It goes on continually under their 6-Sigma program. It's amazing the kinds of things that are institutionalized (we always did it that way) and can be removed or replaced. Look for a company with an active QC or 6-Sigma program.
Six Sigma is a Ponzi scheme. I have never experienced this being implemented correctly. It always seems to end up with some muppet whose sole purpose in life is to convince the management that he should remain on a ridiculous salary or even employed.
One bloke I had to work with, who was a 6 Sigma ninja warrior, said that he had improved the efficiency of production of a particular product by reducing the amount of distance it had to travel around the building. He said he had reduced it to something like 24 metres. The product had to go from one side of the building to the other (goods in to goods out), absolute minimum distance. The building was over 100 metres long. Before his intervention it left the building at the same end that it arrived at.
All the while, the rest of the manufacturing process was not made any more efficient.

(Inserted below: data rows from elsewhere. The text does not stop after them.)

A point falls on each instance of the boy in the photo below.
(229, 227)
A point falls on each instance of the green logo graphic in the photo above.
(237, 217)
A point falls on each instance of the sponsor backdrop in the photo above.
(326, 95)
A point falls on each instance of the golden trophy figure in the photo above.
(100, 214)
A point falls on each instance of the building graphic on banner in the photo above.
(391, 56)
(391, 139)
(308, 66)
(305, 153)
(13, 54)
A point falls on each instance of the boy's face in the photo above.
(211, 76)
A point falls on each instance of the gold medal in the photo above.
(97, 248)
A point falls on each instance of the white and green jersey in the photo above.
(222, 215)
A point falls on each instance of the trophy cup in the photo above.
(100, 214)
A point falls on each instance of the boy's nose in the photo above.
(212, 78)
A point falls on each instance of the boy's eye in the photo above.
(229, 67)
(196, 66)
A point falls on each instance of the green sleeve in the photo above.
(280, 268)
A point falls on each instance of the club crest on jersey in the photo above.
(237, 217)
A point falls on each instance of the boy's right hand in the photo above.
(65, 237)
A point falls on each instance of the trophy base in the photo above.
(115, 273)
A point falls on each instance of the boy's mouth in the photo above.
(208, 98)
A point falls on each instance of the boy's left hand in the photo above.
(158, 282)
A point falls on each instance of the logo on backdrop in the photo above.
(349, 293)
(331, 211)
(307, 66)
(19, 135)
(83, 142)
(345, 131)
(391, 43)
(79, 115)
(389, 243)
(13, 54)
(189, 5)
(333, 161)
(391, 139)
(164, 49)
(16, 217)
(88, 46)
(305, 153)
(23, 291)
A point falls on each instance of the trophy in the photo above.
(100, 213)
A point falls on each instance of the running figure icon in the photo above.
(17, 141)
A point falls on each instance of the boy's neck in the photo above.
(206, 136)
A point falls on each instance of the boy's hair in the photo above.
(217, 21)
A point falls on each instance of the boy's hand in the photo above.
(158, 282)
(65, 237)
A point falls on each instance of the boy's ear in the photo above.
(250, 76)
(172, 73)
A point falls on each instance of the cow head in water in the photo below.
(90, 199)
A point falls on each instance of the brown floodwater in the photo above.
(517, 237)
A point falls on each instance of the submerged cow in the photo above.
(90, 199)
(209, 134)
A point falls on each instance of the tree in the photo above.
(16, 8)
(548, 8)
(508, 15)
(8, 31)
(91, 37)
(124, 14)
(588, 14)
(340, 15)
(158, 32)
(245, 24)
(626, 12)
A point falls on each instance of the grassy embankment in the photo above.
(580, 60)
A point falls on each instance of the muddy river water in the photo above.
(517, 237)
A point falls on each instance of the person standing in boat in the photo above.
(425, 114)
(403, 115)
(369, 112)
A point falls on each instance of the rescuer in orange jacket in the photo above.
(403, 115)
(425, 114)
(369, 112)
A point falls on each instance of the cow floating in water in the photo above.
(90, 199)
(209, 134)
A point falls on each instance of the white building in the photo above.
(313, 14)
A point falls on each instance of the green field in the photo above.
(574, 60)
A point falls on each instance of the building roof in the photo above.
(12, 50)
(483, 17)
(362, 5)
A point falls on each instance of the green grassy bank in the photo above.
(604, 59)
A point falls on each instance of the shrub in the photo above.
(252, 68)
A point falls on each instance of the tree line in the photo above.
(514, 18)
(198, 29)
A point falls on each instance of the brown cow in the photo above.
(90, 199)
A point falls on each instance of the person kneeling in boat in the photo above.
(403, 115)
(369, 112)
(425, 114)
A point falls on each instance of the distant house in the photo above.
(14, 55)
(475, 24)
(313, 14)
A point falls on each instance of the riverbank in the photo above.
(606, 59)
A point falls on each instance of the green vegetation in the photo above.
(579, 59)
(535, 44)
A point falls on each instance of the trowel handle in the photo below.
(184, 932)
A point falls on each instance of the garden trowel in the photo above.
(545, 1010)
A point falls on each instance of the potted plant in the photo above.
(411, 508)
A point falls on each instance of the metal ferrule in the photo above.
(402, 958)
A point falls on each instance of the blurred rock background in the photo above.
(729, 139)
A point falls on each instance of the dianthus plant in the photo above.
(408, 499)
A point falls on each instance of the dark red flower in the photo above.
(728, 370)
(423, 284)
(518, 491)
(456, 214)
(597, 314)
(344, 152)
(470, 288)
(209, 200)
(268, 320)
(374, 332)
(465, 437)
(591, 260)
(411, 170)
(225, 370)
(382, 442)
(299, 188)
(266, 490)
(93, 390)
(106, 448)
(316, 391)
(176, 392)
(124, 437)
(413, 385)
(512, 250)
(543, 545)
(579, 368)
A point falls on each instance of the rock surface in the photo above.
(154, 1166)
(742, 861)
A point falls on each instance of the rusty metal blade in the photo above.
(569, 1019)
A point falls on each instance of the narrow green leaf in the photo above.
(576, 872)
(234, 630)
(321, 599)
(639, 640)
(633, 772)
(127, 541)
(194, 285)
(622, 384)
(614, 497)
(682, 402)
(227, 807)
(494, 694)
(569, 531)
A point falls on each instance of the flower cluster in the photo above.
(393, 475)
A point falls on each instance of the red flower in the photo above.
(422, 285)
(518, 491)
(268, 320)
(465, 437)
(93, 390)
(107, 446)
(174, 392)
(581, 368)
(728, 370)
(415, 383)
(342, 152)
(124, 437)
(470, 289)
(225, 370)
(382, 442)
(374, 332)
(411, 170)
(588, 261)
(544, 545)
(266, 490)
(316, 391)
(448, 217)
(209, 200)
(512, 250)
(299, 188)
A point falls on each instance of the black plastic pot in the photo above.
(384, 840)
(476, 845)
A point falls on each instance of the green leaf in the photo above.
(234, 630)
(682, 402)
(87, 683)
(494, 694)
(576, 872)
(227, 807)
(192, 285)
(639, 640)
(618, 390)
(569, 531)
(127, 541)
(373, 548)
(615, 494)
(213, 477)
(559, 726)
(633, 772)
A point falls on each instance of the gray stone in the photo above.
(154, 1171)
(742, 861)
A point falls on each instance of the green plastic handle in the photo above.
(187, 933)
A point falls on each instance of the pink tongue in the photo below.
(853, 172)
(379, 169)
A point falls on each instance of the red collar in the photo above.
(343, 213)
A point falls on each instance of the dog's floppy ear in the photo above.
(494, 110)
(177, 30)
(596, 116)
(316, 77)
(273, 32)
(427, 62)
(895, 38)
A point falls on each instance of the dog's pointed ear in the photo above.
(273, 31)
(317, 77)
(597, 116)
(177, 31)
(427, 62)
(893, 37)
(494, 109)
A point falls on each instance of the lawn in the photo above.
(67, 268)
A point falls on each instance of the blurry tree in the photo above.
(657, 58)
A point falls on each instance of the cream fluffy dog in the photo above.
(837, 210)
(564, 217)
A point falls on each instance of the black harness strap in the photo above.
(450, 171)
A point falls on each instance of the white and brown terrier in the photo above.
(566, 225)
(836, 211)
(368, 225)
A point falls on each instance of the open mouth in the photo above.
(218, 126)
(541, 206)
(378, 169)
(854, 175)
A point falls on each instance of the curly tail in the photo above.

Another Six Sigma nutcase at another company said it would be more efficient if we cease production for six months while we dig up the floor and fit a complicated conveyor belt type thing on rails to move around some military trucks on an assembly line, where the trucks arrive driveable and leave driveable. They are at no point in their assembly, not driveable. You can just drive them around the building. But nope, this is more efficient.
Anyway... OP, be mindful that people don't like to be proven wrong. I have tried to go to CEOs and others with hard evidence, scientific facts etc. pertaining to why something won't work or isn't more efficient... They mostly don't want to know. I've even been told by a CEO that I don't know what I'm talking about when it comes to a mains transformer because my job is to design electronics not to manage the site facilities.